Alle aysmuktu (Geschwister) sind anscheinend unterwegs und ich beschließe nach einem kleinen Frühstück, Maytame auch den Ort zu zeigen, an dem wir so respektvoll Ari'lanas sterbliche Hülle niedergelegt haben. Unterwegs erzähle ich ihr von der tsmuke (Schwester), dass sie Maytame immer sehr lieb gehabt und sich sehr darauf gefreut hat, eines Tages mit ihr spielen zu können. Doch ich verweile nicht sehr lange an diesem Ort. Ich sage mir, dass etwas Zeit verstreichen soll, denn auch ich muss das Erlebte erst einmal verarbeiten.

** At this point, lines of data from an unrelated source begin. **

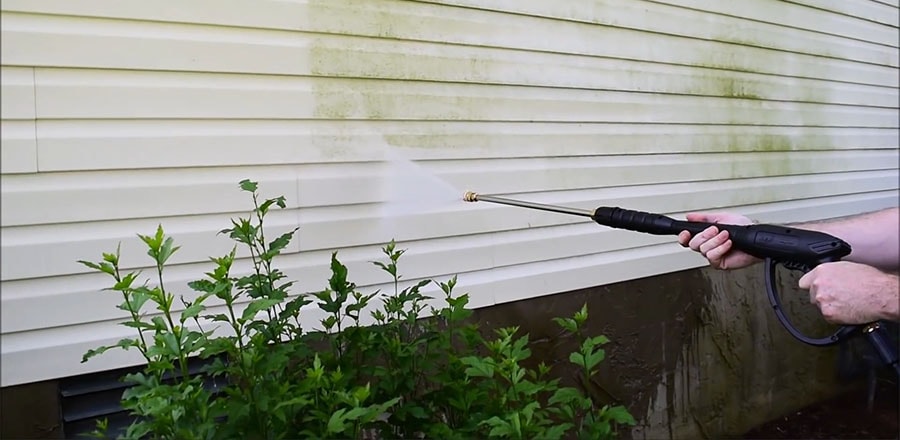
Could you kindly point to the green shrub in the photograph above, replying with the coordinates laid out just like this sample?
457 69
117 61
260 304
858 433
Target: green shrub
413 371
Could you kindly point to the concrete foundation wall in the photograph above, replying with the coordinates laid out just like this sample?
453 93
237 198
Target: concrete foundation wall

Mein Heimweg führt mich dann über den See und ich entdecke Ne'wey. Sie hockt auf einem Felsen, der mitten im Wasser liegt und begrüßt uns beide freundlich. Unser Gespräch ist jedoch dann nicht von langer Dauer, denn wir vernehmen Geräusche und erkennen schließlich eine fremde Na'vi, sie sich uns nähert. Da ich gerade mit Maytame beschäftigt bin und Ne'wey außerdem ihren Bogen griffbereit hat, bitte ich sie einmal nachzuschauen, wer denn da zu uns gekommen ist.

Eine Weile lang höre ich dann nur undeutliches Gerede und als ich meine kleine Tochter dann in ihren Korb gelegt habe, gehe ich ebenfalls zu Ne'wey und der Fremden hinüber. Wie es in unserem Clan üblich ist, begrüße ich die Fremde mit der Begrüßungsgeste, die sie erwidert. Sie stellt sich dann mit dem Namen Mei vor. Sie scheint noch sehr jung zu sein.

Ne'wey gibt mir jedoch zu verstehen, dass sie heute unter allen Umständen mit mir jagen gehen will, was ich ihr ja auch erst vor einigen Tagen fest versprochen hatte. Daher laden wir Mei ein, es sich in unserer Höhle am Feuer bequem zu machen, bis wir wieder zurück sind. Das Angebot, uns zur Jagd zu begleiten, lehnt sie mit dem plausiblen Argument: "Irayo mangar (danke Euch), aber ich hatte eine sehr lange und auch anstrengende Reise und würde mich gerne etwas ausruhen." ab. Und so gehen Ne'wey und ich dann, nachdem ich Maytame zu den anderen in die Höhle hinein bringe, in Richtung des Waldes los. Dabei überlasse ich Ne'wey die Führung der Jagd, denn ich möchte mir ihr Vorgehen einmal näher anschauen. Bisher gab es dazu noch keine Gelegenheit.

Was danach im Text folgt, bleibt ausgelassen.